Text To SQL: Evaluating SQL Generation with LLM as a Judge

Published August 1, 2024

Special shoutout to Manas Singh for collaborating with us on this research!

One application of LLMs that has garnered headlines and significant investment surrounds their ability to generate SQL queries. The ability to query large databases with natural language unlocks several compelling use cases on everything from greater data transparency to increasing accessibility for non-technical users and enabling automation in data analysis processes.

However, as with any generative AI application, the question of evaluation is incredibly important. How can we determine if an LLM-generated SQL query is correct and produces the intended results? Our recent research dives into this question and explores the effectiveness of using LLM as a judge to evaluate SQL generation.

Key Takeaways

LLM as a judge shows initial promise in evaluating SQL generation, with F1 scores between 0.70 and 0.76 using OpenAI’s GPT-4 Turbo.
Including relevant schema information in the evaluation prompt can significantly reduce false positives.
Challenges remain, including false negatives due to incorrect schema interpretation or assumptions about data.
LLM-as-a-Judge provides a solid proxy for AI SQL generation performance, especially as a quick check on results.

Methodology and Findings

This study builds upon previous research done by the Defog.ai team, who developed an approach to evaluate SQL queries using golden datasets and queries. The process involves:

Using a golden dataset question for AI SQL generation
Generating test results “x” from the AI-generated SQL
Using a pre-existing golden query on the same dataset to produce results “y”
Comparing results “x” and “y” for accuracy

For this comparison, we first explored traditional methods of SQL evaluation, such as exact data matching. This approach involves a direct comparison of the output data from the two queries. For instance, when evaluating a query about author citations, any differences in the number of authors or their citation counts would result in a mismatch and failure. While straightforward, this method does not handle edge cases, such as how to handle zero-count bins or slight variations in numeric outputs.
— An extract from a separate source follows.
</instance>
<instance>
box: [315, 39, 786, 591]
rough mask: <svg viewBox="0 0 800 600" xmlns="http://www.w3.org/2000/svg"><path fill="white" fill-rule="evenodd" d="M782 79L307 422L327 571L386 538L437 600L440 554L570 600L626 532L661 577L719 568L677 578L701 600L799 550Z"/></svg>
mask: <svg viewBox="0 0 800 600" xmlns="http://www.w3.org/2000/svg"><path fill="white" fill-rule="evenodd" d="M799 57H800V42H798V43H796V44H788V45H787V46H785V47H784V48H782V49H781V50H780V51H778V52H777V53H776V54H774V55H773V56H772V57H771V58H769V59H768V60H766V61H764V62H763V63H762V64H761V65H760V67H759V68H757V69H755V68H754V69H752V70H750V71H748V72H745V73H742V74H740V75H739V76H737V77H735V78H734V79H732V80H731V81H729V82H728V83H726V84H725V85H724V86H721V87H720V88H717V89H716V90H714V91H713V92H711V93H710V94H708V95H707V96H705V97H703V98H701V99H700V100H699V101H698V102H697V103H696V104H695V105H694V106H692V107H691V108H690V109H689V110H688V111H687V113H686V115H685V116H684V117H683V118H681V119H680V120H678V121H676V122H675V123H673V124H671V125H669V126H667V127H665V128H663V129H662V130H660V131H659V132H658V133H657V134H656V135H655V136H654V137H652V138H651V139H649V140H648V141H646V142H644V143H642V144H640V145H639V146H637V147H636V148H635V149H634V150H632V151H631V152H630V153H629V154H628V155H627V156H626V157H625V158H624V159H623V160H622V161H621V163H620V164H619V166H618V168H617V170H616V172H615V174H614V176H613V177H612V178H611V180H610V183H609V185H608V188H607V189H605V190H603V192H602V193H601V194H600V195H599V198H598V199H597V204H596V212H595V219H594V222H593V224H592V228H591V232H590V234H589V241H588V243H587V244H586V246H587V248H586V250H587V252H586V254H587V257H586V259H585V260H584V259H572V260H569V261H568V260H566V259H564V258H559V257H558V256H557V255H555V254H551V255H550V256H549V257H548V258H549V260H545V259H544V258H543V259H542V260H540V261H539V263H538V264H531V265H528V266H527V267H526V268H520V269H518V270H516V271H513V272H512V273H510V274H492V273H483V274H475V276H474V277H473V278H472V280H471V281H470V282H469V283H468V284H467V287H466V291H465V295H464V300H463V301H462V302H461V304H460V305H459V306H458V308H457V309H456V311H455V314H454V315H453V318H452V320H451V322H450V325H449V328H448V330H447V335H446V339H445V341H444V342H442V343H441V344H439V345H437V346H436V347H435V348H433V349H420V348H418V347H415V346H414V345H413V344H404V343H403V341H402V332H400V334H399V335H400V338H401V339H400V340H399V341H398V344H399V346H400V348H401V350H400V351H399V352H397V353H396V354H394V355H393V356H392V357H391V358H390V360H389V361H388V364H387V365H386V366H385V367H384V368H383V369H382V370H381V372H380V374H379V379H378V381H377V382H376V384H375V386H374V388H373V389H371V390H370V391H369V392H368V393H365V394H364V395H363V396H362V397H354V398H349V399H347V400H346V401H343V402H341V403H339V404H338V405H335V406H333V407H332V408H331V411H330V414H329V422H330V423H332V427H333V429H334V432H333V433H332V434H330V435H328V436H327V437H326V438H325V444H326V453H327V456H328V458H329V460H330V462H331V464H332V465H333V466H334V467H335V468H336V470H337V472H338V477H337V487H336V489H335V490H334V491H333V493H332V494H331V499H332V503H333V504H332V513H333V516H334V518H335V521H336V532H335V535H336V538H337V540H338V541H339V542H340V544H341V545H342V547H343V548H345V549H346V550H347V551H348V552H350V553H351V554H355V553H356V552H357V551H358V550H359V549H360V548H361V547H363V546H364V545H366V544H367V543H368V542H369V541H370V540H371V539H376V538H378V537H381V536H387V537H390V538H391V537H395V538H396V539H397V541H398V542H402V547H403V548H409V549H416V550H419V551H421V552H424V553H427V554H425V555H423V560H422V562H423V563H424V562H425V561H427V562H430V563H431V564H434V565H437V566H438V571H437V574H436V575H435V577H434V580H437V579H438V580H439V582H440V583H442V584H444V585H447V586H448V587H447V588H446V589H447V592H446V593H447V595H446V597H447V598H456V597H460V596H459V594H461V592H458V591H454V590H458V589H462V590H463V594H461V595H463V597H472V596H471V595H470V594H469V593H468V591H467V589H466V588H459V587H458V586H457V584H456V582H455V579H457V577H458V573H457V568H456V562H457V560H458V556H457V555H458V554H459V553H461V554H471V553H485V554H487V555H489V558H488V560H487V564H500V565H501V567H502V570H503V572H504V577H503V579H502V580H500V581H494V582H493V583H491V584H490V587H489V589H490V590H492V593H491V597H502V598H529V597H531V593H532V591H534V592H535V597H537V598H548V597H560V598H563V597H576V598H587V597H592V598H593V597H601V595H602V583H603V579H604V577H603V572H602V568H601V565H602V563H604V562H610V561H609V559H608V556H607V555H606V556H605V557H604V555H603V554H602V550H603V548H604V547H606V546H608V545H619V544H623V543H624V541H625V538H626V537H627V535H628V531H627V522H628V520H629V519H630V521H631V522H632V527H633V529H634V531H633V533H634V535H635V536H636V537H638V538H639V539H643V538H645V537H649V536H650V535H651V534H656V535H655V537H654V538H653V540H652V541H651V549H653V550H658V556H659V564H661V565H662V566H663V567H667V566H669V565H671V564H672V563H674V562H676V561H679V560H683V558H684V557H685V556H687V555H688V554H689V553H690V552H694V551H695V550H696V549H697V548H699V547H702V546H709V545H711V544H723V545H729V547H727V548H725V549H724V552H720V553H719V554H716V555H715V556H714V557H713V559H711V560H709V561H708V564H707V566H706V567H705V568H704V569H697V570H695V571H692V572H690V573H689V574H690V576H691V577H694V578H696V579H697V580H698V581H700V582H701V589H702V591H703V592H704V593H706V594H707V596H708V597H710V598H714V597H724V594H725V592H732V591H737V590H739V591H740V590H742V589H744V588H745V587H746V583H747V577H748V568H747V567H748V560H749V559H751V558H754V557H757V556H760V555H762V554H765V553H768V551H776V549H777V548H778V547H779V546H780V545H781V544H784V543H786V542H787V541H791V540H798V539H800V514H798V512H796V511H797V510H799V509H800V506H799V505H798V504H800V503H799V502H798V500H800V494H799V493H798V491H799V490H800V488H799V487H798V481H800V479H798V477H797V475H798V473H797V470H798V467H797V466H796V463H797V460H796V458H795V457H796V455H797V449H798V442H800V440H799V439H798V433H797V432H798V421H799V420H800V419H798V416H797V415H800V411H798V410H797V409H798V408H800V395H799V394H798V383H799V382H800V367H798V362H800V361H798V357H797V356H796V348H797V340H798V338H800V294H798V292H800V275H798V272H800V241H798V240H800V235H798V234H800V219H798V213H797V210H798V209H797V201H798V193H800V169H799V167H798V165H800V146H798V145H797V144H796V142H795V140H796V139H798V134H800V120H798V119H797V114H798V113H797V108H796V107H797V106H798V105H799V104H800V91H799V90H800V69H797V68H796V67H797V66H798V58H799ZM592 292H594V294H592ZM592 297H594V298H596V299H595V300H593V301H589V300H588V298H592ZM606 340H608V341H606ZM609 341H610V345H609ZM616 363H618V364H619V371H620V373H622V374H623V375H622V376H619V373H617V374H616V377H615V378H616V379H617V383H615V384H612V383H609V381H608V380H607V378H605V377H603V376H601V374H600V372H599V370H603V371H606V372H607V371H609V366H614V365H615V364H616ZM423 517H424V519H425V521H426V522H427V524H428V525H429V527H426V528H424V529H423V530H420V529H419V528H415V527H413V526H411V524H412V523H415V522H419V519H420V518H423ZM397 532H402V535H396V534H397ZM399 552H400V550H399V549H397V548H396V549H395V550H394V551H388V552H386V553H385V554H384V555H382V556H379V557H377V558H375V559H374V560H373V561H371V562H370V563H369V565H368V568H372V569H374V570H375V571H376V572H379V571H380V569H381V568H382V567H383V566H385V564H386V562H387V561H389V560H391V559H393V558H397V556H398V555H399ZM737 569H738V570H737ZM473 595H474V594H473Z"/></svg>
We then tried a more nuanced approach: using an LLM-as-a-judge. Our initial tests with this method, using OpenAI’s GPT-4 Turbo without including database schema information in the evaluation prompt, yielded promising results with F1 scores between 0.70 and 0.76. In this setup, the LLM judged the generated SQL by examining only the question and the resulting query.

In this test we noticed that there were quite a few false positives and negatives, many of them related to mistakes or assumptions about the database schema. In this false negative case, the LLM assumed that the response would be in a different unit than expected (semesters vs days).

These discrepancies led us to add the database schema into the evaluation prompt. Contrary to our expectations, this resulted in worse performance. However, when we refined our approach to include only the schema for tables referenced in the queries, we saw significant improvement in both the false positive and negative rates.
accuracy of llm at sql gen experiment results

Challenges and Areas That Merit Further Research

While the potential of using LLMs to evaluate SQL generation is clear, challenges remain. Often, LLMs make incorrect assumptions about data structures and relationships or incorrectly assume units of measurement or data formats. Finding the right amount and type of schema information to include in the evaluation prompt is important for optimizing performance.
Anyone exploring a SQL generation use case might explore several other areas like optimizing the inclusion of schema information, improving LLMs’ understanding of database concepts, and developing hybrid evaluation methods that combine LLM judgment with traditional techniques.

Conclusion

With the ability to catch nuanced errors, LLM-as-a-judge shows promise as a quick and effective tool for assessing AI-generated SQL queries.
Carefully selecting what information is provided to the LLM judge helps in getting the most out of this method; by including relevant schema details and continually refining the evaluation process, we can improve the accuracy and reliability of SQL generation assessment.

As natural language interfaces to databases increase in popularity, the need for effective evaluation methods will only grow. The LLM-as-judge approach, while not perfect, provides a more nuanced evaluation than simple data matching, capable of understanding context and intent in a way that traditional methods cannot.